Laugh With It [on Merely A Thought Monday]

Yesterday we celebrated an anniversary. Nine years ago we spoke on the phone for the first time. An offer of a free coaching call changed both of our lives. Kerri said, “Just think, we talked on the phone nine years ago and all hell broke loose.” I laughed. Her comment was, above all things, an understatement. Our road together has been both magical and tumultuous.

This season we are sitting on the cusp of the new. Appropriately, before turning our eyes to what’s-next, we’ve been looking back, sense-making what-was. We’re cleaning out. Making sense of the past is making space for the future. More than once I’ve said to myself, “If I knew then what I know now, I would never have had that problem. Or made that mess. Or tolerated that situation.”

What do I know now that I did not know then? Things are messy. Most of the ogres I fought existed nowhere but in my head. Some did not, but what was true of the imagined variety, the tangible ogres also were not worth fighting. “Take nothing personally” tops the list of “best-advice-ever.” Number two on the list is “Make no assumptions.” People are crappy. I’ve been crappy. People are great. I’ve been great. That’s pretty much true of everyone so a bit of grace and understanding goes a long way.

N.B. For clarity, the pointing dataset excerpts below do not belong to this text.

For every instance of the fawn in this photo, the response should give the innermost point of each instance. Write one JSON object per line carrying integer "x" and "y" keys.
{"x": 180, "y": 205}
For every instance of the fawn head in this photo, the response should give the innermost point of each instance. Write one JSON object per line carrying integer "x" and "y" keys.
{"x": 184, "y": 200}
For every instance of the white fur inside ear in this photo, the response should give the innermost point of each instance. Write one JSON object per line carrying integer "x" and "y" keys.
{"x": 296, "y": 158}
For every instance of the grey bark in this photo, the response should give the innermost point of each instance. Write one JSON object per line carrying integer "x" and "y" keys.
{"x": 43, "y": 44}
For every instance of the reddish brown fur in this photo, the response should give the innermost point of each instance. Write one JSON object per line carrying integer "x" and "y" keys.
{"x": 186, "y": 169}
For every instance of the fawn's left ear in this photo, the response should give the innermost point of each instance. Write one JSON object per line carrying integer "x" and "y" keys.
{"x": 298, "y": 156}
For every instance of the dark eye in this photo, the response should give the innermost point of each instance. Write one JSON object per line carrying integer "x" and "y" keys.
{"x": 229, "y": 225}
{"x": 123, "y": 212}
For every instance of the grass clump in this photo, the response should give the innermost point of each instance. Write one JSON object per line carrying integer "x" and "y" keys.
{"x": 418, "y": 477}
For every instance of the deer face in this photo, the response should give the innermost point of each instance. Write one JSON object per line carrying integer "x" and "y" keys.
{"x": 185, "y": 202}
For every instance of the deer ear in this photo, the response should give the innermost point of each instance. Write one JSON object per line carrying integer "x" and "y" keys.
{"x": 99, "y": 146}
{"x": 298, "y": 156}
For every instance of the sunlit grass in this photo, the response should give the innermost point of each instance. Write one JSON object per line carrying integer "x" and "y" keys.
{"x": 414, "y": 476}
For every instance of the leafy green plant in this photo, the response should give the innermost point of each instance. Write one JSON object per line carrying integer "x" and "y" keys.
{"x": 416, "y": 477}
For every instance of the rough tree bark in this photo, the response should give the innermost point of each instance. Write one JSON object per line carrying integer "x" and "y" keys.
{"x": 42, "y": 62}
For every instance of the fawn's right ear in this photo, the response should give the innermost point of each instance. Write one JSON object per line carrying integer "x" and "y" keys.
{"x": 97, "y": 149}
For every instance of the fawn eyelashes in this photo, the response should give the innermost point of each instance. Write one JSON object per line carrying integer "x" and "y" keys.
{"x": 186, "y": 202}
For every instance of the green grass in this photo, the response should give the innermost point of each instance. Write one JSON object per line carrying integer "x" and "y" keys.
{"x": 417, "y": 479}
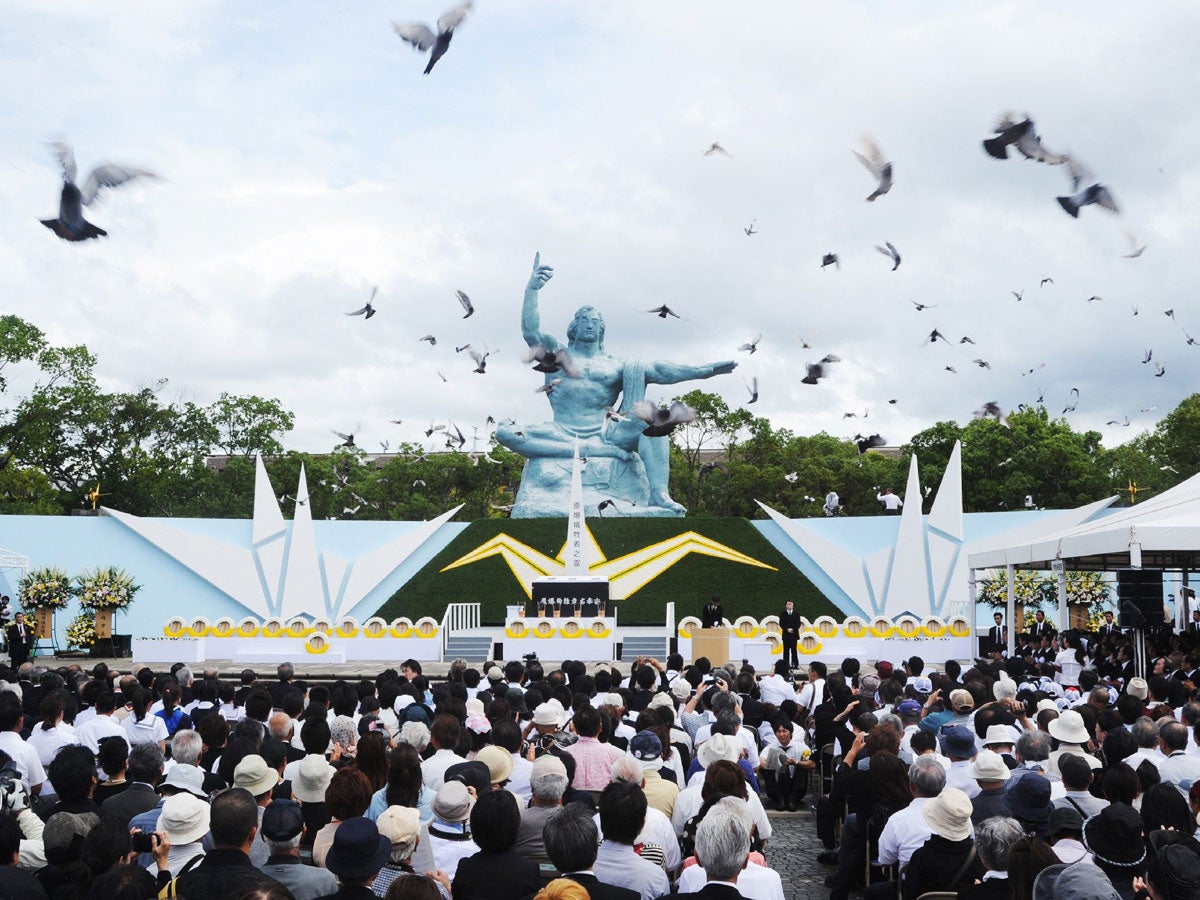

Burned into the things-I-know-now, way beyond a Facebook platitude, is this: life is as short as this moment so it’s best to appreciate everyone you love in this moment. For us, 2021 was the year of water but also it was a year of loss. Our sweet BabyCat left us quite suddenly. Our dear H passed in the summer. Peter died. We learned that Lance died, too young. My dad passed in September. And Ruby followed not long after. There are so many things I wish I’d said or done for Ruby. There were tug-of-wars that I had with my dad – that ate up months of life – that seem utterly silly to me, now.

The boxes that are coming out of my inner-attic are stuffed with the-need-to-be-right. Justifications. Explanations. Control fantasies. Armor. They are quite heavy and I am relieved to be tossing them into the bin.

I hope I am turning my face to see what Quinn knew and tried to teach me. Relationship is a messy business. No one knows what they are doing. There’s abundant love in all of it and it’s made visible when you choose to laugh with it rather than fight with it. The important stuff is lost or found in the very heart of the mess.